The concurrency limitation of this configuration option is also enforced when
we run multiple processes for the same backup service using the
``backup_workers`` configuration option. It is not a per process restriction,
but global to the service, so we won't be able to run ``backup_max_operations``
on each one of the processes, but on all the running processes from the same
backup service.
Backups and restore operations are both CPU and memory intensive, but thanks to
this option we can limit the concurrency and prevent DoS attacks or just
service disruptions caused by many concurrent requests that lead to Out of
Memory (OOM) kills.
The amount of memory (RAM) used during the operation depends on the configured
chunk size as well as the compression ratio achieved on the data during the
operation.
Example:
Let's have a look at how much memory would be needed if we use the default
backup chunk size (~1.86 GB) while doing a restore to an RBD volume from a
non Ceph backend (Swift, NFS etc).
In a restore operation the worst case scenario, from the memory point of
view, is when the compression ratio is close to 0% (the compressed data chunk
is almost the same size as the uncompressed data).
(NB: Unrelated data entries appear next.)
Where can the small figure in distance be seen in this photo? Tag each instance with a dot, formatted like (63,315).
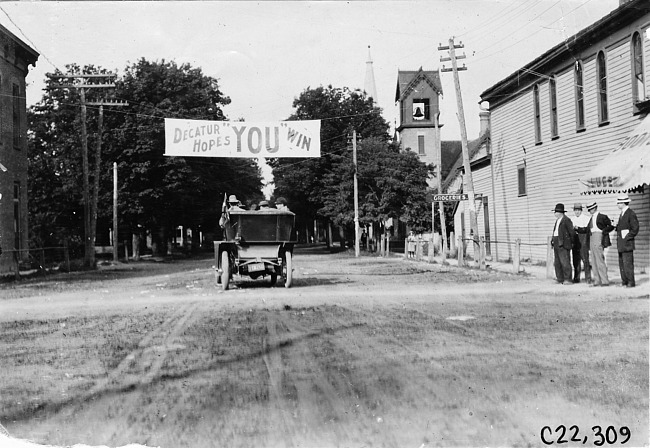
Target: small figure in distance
(234,203)
(281,204)
(411,244)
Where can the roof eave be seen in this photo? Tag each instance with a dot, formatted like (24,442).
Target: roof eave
(624,14)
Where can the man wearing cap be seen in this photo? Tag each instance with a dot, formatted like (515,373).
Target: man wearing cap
(597,232)
(580,250)
(281,204)
(626,230)
(563,235)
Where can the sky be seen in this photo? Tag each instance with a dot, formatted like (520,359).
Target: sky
(264,54)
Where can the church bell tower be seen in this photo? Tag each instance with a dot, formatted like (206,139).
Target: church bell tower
(418,98)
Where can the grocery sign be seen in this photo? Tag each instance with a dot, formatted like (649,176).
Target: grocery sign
(454,197)
(202,138)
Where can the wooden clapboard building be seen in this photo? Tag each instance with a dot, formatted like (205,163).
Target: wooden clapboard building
(568,127)
(15,59)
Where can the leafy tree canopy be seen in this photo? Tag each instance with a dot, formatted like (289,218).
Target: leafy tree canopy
(155,191)
(340,110)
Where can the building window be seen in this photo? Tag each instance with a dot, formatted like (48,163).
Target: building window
(601,74)
(521,180)
(421,109)
(17,228)
(638,81)
(421,144)
(16,116)
(580,97)
(552,99)
(538,123)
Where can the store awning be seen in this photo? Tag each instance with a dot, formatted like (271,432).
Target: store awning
(626,168)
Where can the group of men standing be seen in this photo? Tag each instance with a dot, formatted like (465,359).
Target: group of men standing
(586,237)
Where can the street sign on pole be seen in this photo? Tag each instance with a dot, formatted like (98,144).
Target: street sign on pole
(454,197)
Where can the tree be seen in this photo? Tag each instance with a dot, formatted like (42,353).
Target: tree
(155,192)
(159,192)
(340,110)
(392,183)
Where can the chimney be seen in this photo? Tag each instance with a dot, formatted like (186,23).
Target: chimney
(485,122)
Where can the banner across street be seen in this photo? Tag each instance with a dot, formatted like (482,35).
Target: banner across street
(202,138)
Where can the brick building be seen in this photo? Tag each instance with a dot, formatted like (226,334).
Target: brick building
(15,59)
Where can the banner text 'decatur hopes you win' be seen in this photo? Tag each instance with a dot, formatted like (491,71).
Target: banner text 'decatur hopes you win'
(202,138)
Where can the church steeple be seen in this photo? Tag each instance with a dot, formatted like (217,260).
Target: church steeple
(369,87)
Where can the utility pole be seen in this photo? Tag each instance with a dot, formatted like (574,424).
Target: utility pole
(115,240)
(90,203)
(357,231)
(441,204)
(467,178)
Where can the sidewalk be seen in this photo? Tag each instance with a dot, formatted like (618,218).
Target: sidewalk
(533,270)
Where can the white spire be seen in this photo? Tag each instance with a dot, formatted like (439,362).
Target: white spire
(369,86)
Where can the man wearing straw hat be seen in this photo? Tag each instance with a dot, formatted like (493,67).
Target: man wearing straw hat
(563,235)
(580,250)
(626,230)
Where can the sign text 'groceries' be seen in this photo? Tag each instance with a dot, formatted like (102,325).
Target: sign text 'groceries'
(201,138)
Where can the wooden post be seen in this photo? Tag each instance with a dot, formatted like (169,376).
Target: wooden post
(516,259)
(441,204)
(66,253)
(467,177)
(115,240)
(550,273)
(452,242)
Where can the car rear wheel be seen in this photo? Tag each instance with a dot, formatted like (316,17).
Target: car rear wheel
(288,270)
(225,270)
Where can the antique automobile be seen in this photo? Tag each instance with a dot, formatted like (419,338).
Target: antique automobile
(258,243)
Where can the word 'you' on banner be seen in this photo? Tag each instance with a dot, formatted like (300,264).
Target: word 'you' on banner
(202,138)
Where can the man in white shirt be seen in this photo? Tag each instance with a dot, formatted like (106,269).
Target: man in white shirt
(580,249)
(626,230)
(597,232)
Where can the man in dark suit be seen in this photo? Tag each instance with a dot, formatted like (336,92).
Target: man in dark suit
(597,231)
(563,235)
(626,230)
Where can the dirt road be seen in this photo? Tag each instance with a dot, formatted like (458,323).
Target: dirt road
(358,353)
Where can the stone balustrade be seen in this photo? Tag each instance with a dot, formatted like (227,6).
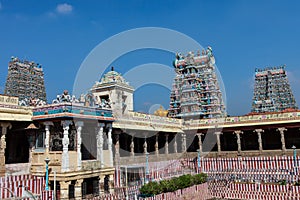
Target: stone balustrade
(256,119)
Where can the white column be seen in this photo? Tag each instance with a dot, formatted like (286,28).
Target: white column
(200,142)
(99,138)
(238,140)
(218,141)
(47,137)
(132,145)
(65,155)
(183,144)
(145,146)
(281,131)
(259,131)
(167,144)
(109,140)
(175,143)
(79,126)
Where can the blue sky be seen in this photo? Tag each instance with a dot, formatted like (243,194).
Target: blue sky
(243,34)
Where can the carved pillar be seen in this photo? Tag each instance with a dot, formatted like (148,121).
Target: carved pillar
(65,155)
(175,143)
(200,142)
(167,144)
(99,138)
(4,126)
(218,141)
(238,140)
(79,126)
(156,145)
(117,146)
(64,189)
(281,131)
(78,190)
(132,146)
(109,141)
(145,145)
(259,131)
(183,144)
(47,136)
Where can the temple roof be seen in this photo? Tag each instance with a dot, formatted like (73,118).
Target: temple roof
(112,76)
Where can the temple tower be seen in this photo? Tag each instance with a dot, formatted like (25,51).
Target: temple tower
(25,80)
(196,92)
(115,92)
(272,91)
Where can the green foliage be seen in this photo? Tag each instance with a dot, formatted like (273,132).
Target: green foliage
(181,182)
In this case the memory usage would be ~5.58 GB of data for each chunk:
~5.58 GB = read buffer + decompressed buffer + write buffer used by the
librbd library = ~1.86 GB + 1.86 GB + 1.86 GB
For 15 concurrent restore operations, the cinder-backup service will require
~83.7 GB of memory.
Similar calculations can be done for environment specific scenarios and this
config option can be set accordingly.